The reasons for this are simple. With ever expanding capacities and (Thai floods not withstanding) plummeting costs for hard drives, the amount of data that can be cheaply stored has exploded. Combined with cheap automated collection methods, many fields have seen orders of magnitude increases in data volume that make a mockery of any hyperbole you can throw at them.
This increase in data volumes can improve the power of your statistical tests, and even allow new types of analyses that weren’t previously possible. It’s a wonderful thing for statisticians and data scientists. The downside is that to deal with big datasets you often need to learn a whole new set of skills. That time spent worrying about hardware, or trying to be a network administrator is time you could have spent analysing data. At Live Analytics we believe that you should be allowed to get on with data analysis, without worrying about these other distractions. As well as avoiding the hassle of software and package installation, Live-R has a few tricks up its sleeves to help you with big analyses.

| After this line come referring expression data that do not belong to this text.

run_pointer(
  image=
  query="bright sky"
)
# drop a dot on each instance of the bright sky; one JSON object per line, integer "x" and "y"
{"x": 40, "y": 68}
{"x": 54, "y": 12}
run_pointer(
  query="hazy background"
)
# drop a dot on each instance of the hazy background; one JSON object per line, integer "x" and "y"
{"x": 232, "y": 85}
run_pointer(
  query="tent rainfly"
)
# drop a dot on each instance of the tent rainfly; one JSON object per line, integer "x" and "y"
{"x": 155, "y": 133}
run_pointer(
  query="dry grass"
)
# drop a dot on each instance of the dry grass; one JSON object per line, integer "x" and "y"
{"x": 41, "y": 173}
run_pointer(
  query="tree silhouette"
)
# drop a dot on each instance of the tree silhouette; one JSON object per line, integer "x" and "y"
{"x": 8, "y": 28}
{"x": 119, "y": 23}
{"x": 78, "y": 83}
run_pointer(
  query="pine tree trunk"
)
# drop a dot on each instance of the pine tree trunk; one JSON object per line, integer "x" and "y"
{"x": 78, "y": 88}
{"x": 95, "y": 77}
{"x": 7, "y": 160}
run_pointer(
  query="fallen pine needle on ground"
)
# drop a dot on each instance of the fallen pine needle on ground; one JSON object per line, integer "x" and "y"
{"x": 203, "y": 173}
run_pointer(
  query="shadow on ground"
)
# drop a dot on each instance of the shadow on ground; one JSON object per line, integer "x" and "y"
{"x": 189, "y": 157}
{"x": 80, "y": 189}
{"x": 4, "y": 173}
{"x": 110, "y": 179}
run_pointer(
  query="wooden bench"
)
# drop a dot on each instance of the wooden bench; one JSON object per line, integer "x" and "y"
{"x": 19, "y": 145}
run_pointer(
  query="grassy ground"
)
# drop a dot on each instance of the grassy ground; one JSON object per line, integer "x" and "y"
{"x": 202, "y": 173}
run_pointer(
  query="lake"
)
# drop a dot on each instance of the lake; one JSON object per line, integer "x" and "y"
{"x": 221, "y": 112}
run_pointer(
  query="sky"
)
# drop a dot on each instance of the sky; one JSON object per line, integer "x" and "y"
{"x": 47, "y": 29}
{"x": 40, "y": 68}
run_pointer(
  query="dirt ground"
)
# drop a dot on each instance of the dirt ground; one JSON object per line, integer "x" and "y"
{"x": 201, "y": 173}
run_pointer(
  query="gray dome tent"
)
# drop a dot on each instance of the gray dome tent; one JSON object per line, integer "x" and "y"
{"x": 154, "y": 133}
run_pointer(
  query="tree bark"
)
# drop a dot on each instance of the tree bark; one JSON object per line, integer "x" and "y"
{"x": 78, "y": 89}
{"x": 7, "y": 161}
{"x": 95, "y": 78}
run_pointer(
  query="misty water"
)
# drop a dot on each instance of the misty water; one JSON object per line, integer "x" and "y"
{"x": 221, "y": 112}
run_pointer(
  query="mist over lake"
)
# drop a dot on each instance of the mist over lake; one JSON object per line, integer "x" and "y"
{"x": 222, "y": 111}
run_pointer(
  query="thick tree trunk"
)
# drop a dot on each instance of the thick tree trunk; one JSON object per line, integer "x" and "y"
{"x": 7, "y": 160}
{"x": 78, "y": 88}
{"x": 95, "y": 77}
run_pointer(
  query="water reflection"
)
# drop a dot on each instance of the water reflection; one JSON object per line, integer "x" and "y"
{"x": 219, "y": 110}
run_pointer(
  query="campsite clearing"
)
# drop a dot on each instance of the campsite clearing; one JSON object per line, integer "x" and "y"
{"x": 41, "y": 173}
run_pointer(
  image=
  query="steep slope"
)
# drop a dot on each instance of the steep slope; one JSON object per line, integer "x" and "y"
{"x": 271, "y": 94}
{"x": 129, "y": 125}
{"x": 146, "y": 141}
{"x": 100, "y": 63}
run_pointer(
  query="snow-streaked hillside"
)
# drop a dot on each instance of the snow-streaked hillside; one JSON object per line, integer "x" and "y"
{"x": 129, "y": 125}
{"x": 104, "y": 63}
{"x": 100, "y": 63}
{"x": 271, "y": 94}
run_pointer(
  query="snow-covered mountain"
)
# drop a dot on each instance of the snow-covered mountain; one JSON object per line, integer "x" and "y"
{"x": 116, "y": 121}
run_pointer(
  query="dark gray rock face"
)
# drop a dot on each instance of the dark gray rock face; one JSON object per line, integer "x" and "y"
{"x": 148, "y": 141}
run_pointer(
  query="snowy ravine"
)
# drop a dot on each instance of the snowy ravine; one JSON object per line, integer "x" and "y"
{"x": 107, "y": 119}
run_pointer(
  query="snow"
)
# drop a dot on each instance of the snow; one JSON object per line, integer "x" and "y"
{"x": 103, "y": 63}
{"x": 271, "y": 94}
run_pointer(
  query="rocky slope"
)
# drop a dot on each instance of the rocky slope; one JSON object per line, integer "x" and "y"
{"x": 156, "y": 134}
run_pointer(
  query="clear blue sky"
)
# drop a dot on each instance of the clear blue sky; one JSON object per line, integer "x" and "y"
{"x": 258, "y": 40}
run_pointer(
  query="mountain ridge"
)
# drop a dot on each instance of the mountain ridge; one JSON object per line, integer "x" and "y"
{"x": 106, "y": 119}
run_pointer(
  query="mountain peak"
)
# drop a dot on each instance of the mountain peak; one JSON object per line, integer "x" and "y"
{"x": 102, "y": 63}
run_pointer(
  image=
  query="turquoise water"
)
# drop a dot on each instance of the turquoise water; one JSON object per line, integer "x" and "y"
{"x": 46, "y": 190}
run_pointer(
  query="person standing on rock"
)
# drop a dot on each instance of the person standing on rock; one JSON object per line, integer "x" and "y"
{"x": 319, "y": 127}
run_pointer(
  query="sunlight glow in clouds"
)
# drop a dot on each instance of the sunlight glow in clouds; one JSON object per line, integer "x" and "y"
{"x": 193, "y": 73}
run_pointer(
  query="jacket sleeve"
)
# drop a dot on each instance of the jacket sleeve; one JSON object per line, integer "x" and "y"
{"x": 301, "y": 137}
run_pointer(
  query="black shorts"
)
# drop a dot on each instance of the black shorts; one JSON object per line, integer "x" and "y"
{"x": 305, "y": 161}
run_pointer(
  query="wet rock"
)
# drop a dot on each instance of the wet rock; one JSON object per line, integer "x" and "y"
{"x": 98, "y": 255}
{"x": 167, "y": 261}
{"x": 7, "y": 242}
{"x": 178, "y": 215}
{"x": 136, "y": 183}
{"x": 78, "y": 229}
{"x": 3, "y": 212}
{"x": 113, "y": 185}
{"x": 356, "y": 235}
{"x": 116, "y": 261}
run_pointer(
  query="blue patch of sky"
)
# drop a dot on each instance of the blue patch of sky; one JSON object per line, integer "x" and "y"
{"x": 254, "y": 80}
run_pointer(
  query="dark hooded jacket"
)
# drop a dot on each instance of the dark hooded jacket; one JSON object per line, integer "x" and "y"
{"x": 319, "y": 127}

Firstly, the architecture that Live-R is built upon is highly scalable. If you need more memory, Live-R will allocate more memory to you. You no longer need to go to the shops and buy another stick of RAM.
However, by far the most useful feature of Live-R to assist is big analyses is the ability to run tasks in the background, letting you get on with other work while your job executes, or even better, going to have a cup of tea. Here’s how it works.
First you write a script to implement your analysis. I suggest testing it on a small dataset to make sure it works correctly, before you run the full thing. In this case, we are just generating a large matrix and calculating the QR factorisation of it. Note that the script needs to include a way of saving the outputs: either printing to screen, or writing to file (in this case we call save to save the variable). Now click File -> “Execute script in background”.
Secondly, choose your script file, either from your cloud-hosted files within Live-R, or from your own machine.
Live-R gives you a message to say that it is running, and where to find the output. Click OK and have that cup of tea.
When it’s done, two files showing the console output and error output are created, along with the variables we saved. It’s as easy as that.